Even on the front cover of Dressed Up for the Letdown takes a different direction than all that auto-pop that is out there right now. The black and white photograph with Richard Swift standing on the edge of a cliff, behind him a huge black mountain, sporting a poncho while his right hand is clasping onto a cluster of white wind-drawn balloons triggers an image of Antoine de St. Exupery’s classic, The Little Prince. This may be our little musical prince, guarded, angry, inquisitive, sad, sweet and longing and just wishing to be tamed.

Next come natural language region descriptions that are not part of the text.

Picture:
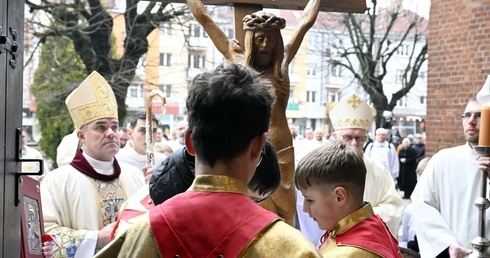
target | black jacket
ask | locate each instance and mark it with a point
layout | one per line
(173, 176)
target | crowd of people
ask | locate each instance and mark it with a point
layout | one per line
(236, 180)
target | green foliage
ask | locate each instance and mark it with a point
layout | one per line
(60, 71)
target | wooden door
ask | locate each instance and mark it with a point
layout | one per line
(11, 66)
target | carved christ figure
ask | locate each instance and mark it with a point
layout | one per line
(263, 49)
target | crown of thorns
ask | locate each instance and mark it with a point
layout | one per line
(263, 21)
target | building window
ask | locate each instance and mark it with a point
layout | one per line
(166, 29)
(402, 102)
(165, 59)
(335, 70)
(135, 91)
(310, 96)
(311, 71)
(403, 50)
(399, 76)
(166, 89)
(333, 97)
(196, 61)
(229, 32)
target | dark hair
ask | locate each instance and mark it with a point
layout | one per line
(140, 116)
(267, 176)
(226, 110)
(335, 164)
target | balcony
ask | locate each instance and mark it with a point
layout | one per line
(334, 82)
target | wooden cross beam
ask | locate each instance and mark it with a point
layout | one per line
(244, 7)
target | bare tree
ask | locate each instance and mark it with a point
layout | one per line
(374, 38)
(89, 25)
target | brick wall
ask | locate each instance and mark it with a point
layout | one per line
(459, 61)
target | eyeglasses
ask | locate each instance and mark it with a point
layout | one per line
(348, 138)
(261, 156)
(467, 116)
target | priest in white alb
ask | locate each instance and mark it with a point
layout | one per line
(445, 215)
(80, 200)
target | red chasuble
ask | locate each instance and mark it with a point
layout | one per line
(207, 224)
(371, 234)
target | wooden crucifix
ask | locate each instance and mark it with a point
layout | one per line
(261, 47)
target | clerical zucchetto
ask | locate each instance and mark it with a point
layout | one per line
(92, 100)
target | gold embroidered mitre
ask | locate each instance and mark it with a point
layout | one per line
(92, 100)
(352, 112)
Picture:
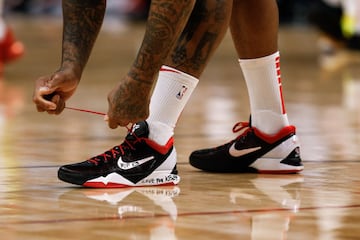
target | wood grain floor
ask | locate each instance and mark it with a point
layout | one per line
(320, 203)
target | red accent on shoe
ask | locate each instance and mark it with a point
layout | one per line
(273, 138)
(161, 149)
(279, 171)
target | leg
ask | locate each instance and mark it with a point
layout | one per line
(257, 48)
(179, 75)
(268, 144)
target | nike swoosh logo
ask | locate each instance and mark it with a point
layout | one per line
(130, 165)
(238, 153)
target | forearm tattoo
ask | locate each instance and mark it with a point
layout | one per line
(82, 23)
(165, 23)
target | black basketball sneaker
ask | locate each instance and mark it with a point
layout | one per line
(138, 161)
(252, 151)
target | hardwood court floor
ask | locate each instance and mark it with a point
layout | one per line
(320, 203)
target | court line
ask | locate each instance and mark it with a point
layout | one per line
(184, 214)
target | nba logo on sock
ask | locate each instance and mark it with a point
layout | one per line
(181, 92)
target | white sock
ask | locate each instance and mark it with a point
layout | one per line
(171, 93)
(263, 80)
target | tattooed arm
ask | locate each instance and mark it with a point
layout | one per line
(129, 100)
(82, 23)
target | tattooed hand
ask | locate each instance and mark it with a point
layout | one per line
(128, 102)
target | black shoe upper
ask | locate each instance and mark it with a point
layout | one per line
(133, 166)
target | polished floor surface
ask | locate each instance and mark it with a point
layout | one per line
(322, 202)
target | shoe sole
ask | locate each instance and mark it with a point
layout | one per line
(114, 180)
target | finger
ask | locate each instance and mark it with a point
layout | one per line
(42, 98)
(60, 104)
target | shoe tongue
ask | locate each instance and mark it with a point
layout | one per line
(139, 129)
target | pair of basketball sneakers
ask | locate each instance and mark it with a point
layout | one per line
(139, 161)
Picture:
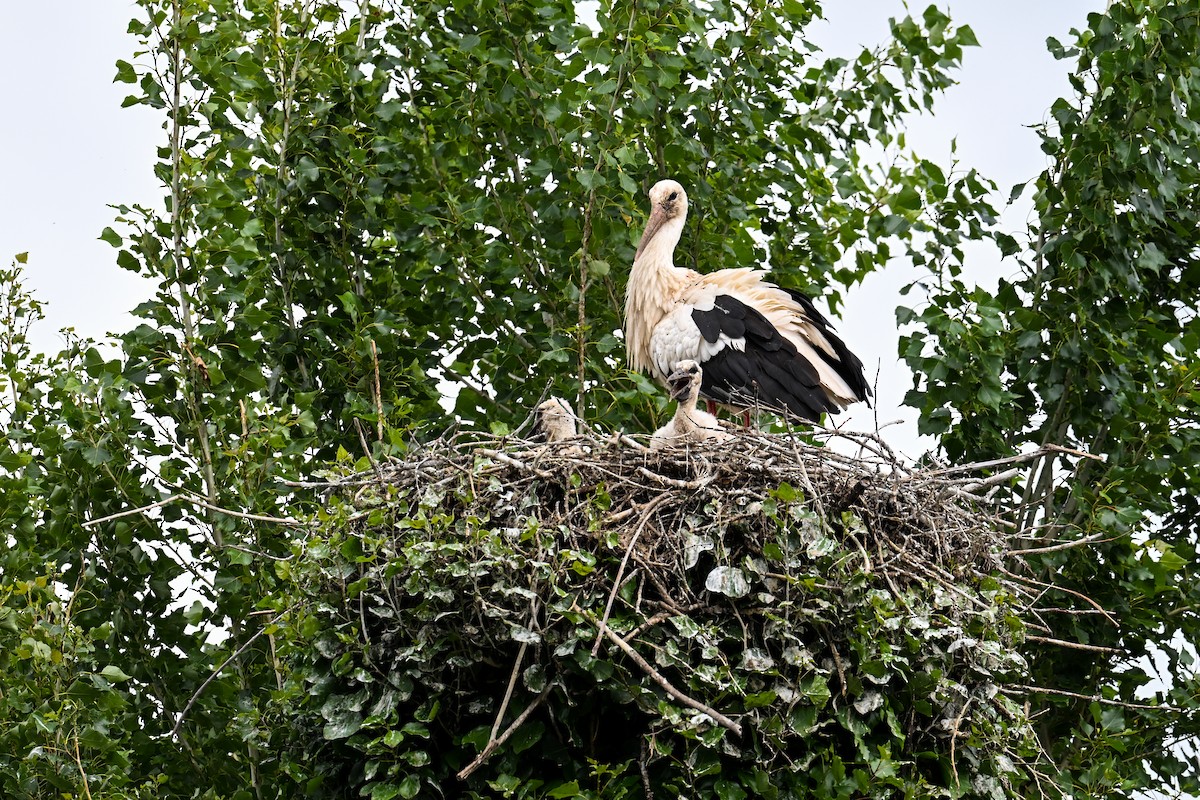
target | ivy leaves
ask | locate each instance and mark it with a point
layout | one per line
(1091, 348)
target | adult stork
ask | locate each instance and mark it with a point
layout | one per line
(553, 421)
(757, 344)
(689, 423)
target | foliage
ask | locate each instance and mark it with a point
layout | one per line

Cyber space and record companies are full of heart-on-sleeve- deadening bands with dull lyrics to match. With just one listen, Richard Swift cannot be dismissed as just another musician who sounds like someone from another time. His honest melancholia is bittersweet and succinct, at times, it may make you want to turn away from the mirrored mournfulness and storylines from your own everyday life, but there’s just something about his songs that make you stay without a warning and if you do choose to leave, Dressed Up for the Letdown may call you back after all.